Enquanto os guerrilheiros inauguravam uma carnificina que não pararia tão
cedo, as tropas do Comando Operacional de Luanda, umas escassas centenas
de soldados exaustos, tentavam acorrer aos pedidos de socorro generalizados
da população em pânico. Nos subúrbios, as delegações e os quartéis dos três
movimentos, que nos últimos meses haviam brotado espontaneamente por
tudo quanto era rua, estavam debaixo de fogo. Num festival macabro como
não havia igual desde os longínquos massacres do Norte, matava-se à
discrição, por qualquer motivo, ou mesmo sem qualquer motivo. E atrás dos
combates armados vinham os criminosos comuns que se aproveitavam do
clima de impunidade para roubar, violar, matar. Os subúrbios estavam a
saque.
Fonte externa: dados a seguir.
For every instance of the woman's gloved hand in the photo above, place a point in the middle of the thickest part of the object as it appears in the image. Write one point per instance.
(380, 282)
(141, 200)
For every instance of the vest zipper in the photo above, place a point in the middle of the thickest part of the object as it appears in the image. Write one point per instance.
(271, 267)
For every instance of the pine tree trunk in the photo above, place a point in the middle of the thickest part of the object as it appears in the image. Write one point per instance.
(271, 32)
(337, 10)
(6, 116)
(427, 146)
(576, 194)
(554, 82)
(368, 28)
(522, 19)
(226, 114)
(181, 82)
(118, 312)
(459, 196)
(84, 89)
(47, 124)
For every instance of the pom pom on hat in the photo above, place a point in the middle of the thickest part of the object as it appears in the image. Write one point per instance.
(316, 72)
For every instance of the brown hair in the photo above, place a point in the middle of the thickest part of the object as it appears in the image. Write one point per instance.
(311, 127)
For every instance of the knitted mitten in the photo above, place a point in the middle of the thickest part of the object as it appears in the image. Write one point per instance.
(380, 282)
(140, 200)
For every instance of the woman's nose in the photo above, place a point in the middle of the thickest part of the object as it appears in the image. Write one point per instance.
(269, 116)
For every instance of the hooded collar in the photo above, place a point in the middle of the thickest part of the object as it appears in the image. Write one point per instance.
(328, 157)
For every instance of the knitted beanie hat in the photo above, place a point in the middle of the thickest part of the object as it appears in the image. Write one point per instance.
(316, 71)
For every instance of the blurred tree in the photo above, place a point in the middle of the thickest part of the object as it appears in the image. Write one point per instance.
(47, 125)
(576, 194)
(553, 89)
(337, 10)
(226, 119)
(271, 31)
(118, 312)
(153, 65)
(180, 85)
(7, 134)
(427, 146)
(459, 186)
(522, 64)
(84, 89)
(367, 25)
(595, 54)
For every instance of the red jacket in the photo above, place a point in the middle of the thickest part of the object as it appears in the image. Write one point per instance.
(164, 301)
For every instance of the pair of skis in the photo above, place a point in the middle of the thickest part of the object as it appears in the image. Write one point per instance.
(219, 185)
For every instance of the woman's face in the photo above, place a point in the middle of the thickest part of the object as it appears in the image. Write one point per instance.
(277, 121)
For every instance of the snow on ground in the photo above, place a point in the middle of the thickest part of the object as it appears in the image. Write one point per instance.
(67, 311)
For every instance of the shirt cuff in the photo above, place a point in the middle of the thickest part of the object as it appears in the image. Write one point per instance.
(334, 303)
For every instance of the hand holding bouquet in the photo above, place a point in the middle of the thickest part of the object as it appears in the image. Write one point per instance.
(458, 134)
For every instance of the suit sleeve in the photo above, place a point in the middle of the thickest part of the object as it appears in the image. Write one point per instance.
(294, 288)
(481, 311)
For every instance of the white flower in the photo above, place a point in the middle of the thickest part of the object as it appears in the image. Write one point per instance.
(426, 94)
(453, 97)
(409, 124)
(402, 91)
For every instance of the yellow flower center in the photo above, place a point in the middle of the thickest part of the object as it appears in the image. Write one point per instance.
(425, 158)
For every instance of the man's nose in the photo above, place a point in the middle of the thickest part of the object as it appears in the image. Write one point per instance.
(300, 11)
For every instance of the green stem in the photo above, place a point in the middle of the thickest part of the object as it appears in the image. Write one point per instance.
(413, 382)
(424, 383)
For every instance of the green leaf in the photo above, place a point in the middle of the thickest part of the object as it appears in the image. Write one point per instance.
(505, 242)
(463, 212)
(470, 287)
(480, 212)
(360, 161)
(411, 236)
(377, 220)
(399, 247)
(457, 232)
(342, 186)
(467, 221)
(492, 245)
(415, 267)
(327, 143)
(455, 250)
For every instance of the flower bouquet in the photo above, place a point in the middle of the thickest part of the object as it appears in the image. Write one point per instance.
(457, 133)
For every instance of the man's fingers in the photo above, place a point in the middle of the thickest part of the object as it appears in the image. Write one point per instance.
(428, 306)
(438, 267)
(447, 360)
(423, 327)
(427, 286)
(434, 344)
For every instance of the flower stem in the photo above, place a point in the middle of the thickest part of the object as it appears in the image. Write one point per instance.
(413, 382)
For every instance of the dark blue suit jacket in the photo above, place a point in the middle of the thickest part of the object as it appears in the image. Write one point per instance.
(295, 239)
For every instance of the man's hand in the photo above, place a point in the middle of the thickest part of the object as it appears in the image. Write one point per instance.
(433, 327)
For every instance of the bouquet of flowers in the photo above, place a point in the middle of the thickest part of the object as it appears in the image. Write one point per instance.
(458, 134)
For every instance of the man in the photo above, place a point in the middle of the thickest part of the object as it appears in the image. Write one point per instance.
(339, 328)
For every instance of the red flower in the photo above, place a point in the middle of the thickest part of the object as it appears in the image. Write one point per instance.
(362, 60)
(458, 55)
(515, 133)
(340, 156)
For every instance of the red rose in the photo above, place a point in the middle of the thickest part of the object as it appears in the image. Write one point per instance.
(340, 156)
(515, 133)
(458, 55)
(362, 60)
Mas muitas vezes eram os cidadãos comuns que, no meio daquele
descontrolo, faziam a sua justiça privada a rancores antigos, selando a sangue
algum negócio mal resolvido ou alguma questão pendente entre vizinhos,
conhecidos ou familiares. Os cadáveres amontoavam-se a um ritmo
estonteante e não havia polícia, tropa ou autoridade política que chegasse para
impedir a escalada da violência. A força de interposição portuguesa não era
capaz de cumprir a sua missão. Os incansáveis páraquedistas do COPLAD
corriam a cidade de lés a lés, mas eram poucos para tanto caos. O grosso das
tropas portuguesas não se envolvia nos combates e em Lisboa o poder
político, distraído com outra crise que trazia o país à beira da guerra civil,
desleixava-se com a situação angolana. Aos portugueses do Ultramar, não
obstante tratarem-se, na sua maioria, de modestas famílias que ganhavam a
vida nas indústrias, nos serviços ou na agricultura, tinha-se-lhes colado o
rótulo de colonialistas exploradores, graças à propaganda dos sectores
radicais de esquerda que dominavam o governo em Lisboa e que queriam
deixar cair Angola para Moscovo. De modo que os brancos ultramarinos não
estavam, definitivamente, nas boas graças da opinião pública portuguesa.